Relying on Gestures

A raise of an eyebrow, hands in pockets, shuffling feet — all of these are nonverbal clues that fill out your verbal communication, sometimes revealing more than you want your listeners to know. Some nonverbals are deliberate, however, packing in questions or commands without ever uttering a syllable. Though many translate across borders, some are unique to the culture they are embedded in.

Japanese Style

Most Westerners will touch their chests when saying “I” or “me.” In Japan, when referring to oneself, people touch their nose. Usually, this gesture is made with a single finger touched to the tip of the nose and accompanied by one of the various words for “I”: boku, watashi, atashi. Partnered with raised eyebrows, the gesture has the questioning effect of an innocent person being accused, or can be likened to the phrase: “Who, me?” When the nose is tapped successively, the effect is that of a confessor taking responsibility for a deed.

How do you indicate to someone across the room that you would like her to come to where you are standing? How do you call your children into the house for dinner? In Japan, the “come here” gesture is made with hand extended, palm facing down. The fingers flap out and back towards the gesturer. If more emphasis is required, a bent elbow may be enlisted to give the gesture greater visibility from far away. This gesture is often accompanied by the phrase oide.

Hands joined in prayer can mean any number of things. For this gesture, the accompanying phrase can make all the difference. Onegai ga aru indicates that a favor is needed. Itadakimasu and gochisoo-sama deshita (phrases used before and after eating) are almost always paired with a palms-touching gesture. When said with hands together, arigatoo deepens in its sincerity.

You may find that Japanese women, especially, have a tendency to cover their mouths when they smile or laugh. Seemingly self-conscious, this gesture may be left over from times when coquettish behavior was the norm.

Universals

You may find that you naturally incorporate gestures when speaking in another language, or as visual aids when attempting to explain something in English to a non-native speaker. References to numbers are easily supported by fingers (and sometimes toes). Size and shape are also more easily conveyed when arms get involved.

Facial expressions and the feelings behind them, too, are almost always understood across cultures. Smiles usually indicate friendliness or joy, but can also mask apprehension or uncertainty. Cocked heads and furrowed brows convey confusion. Nodding means “yes” or “I understand.” Shaking of the head says “no” or expresses refusal. Tears may be contextual in any land.

Whether you are trying to deepen a friendship or close an important business deal (no elbows on the tables, please), what you say with your face and body language are just as important as what is coming out of your mouth.
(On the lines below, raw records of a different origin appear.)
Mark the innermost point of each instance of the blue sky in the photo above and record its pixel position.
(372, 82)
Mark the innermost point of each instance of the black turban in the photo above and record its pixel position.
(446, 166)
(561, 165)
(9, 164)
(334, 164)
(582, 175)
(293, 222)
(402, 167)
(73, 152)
You may notice that people in Japan use their fingers differently for counting. Westerners usually indicate “one” with a single finger pointing up, “two” with two fingers and so on. Japanese people will start with an open hand, however, and bring each finger down, consecutively, starting by bringing the thumb in towards the palm to indicate “one.” “Five” is a closed fist, and “six,” then, is indicated by a raised pinky finger. This is a convenient way of counting because ten digits can be conveyed on a single hand.